|
|
Generate Income Trade Options 
The Bull Put Spread is one of the easiest spreads to understand, yet it is one of the most profitable option trades. As we know a spread trade can always be better than a lame outright option trade! The Bull Put Spread option strategy, is a vertical spread and consists of two legs, (it requires two option trades), and even though we are dealing with Put options, we are in fact bullish on the stock. Because overall we expect to profit from a price drop and be in the market as option sellers! The objective of the Bull Put Spread is to profit from small to moderate underlying stock price movement, which is quite interesting since we can often identify stocks that will almost certainly move higher.
Choosing a stock, to use in implementing the Bull Put Spread
Generally, we are looking for medium to highly priced stocks, that have the potential to go either up or down, at least from the marker makers’ perspective… The more risky they view the stock situation the higher the Put options will be priced, and the more premium you will collect as a seller!

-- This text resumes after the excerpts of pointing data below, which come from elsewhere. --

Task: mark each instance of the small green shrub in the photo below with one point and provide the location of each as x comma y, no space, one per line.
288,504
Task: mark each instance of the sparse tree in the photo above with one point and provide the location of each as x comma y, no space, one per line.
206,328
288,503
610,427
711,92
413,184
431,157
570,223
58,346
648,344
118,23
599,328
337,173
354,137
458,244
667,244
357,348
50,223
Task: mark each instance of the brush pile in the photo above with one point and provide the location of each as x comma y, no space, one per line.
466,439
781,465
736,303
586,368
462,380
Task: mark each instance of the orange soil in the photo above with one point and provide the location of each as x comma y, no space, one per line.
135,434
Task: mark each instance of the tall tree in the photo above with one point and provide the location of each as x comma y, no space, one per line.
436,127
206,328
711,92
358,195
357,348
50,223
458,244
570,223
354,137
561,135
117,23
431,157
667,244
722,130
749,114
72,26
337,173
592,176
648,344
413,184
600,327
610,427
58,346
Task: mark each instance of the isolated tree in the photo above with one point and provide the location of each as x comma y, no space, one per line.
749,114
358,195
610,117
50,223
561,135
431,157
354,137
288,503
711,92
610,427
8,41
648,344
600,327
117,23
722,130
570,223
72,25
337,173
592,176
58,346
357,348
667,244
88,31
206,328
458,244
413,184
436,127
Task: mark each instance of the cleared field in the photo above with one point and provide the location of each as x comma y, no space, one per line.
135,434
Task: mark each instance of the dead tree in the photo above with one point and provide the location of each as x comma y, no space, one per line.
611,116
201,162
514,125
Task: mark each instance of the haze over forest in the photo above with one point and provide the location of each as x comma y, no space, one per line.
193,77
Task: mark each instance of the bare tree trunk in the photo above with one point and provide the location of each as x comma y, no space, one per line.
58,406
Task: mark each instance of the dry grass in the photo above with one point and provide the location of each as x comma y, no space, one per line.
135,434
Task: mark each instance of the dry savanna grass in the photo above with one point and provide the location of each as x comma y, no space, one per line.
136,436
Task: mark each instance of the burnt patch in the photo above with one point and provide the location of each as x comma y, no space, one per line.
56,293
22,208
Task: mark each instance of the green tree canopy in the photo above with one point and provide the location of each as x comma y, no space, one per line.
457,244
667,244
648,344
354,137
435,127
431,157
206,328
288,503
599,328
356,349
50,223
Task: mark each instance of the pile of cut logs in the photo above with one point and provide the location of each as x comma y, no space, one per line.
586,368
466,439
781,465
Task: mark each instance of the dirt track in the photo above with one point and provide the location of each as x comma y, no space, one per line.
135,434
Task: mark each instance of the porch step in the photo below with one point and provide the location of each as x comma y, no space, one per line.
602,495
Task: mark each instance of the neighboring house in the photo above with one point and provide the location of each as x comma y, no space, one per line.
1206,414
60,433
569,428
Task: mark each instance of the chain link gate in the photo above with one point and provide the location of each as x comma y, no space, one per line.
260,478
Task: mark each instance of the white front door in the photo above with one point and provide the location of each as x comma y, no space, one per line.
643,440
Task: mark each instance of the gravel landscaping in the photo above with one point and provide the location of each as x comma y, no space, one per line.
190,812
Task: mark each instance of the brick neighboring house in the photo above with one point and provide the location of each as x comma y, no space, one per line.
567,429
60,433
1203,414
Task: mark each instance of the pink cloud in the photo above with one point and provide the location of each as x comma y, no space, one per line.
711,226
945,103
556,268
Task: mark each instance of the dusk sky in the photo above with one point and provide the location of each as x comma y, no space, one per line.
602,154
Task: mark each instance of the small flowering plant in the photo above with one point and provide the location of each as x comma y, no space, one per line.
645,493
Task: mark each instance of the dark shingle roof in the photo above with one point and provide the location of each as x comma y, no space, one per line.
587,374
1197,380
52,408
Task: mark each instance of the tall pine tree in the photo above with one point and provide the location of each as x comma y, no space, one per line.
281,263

Some traders use RSI and MACD, personally I use the CCI indicator, notice the green arrows on CCI. They tell you that a crossover above the -100 line has happened and that the stock has a much, much greater probability to go up than down! Luckily the market makers option pricing software doesn’t know this, or just doesn’t care, it still treats this as a 50-50 probability event, hence offering expensive Put options that we can sell. So the idea of the Bull Put Spread is to create a vertical spread as follows: (Remember what vertical means: same expiry dates, different strike prices) We find one ITM Put option, that we believe will easily become OTM as the stock rallies, we sell this ITM Put, while at the same time we buy another OTM Put option that is just one or two strike prices lower! The second Put, being OTM will be a lot cheaper!
Example trade:
Suppose that ABC stock trades at $43, and we see the following Put options, June 40 Put going for $100 (OTM), and June 45 Put going for $300 (ITM). As you can see the ITM June 45 Put is 3 times more expensive, but we believe that the technical status of the stock suggests a rally will take place soon, large enough to make June 45 become OTM! Therefore we sell the June 45, and buy the June 40, so we get paid $300 and spend $100 respectively, the total cost for this Bull Put Spread is $200. And if the stock does rally big, both of these Put options will expire worthless, leaving a net profit of $200!

It doesn’t look impressive on the profit curve picture, and that’s another mistake option traders make, they completely ignore the probability of the trade going well. If done correctly, and by using deep judgement analysis on the charts, the Bull Put Spread can have a winning ratio of more than 80%. And as a rule of thumb, I personally don’t wait for more than 3 market days for the stock to make the move, if 3 days pass and the stock doesn’t rally, I’d better off closing the trade at a much smaller loss. But even at the maximum loss of say $300, like in this case, with an 80% success rate it means that you can lose $600, and make $1600 over 10 trades!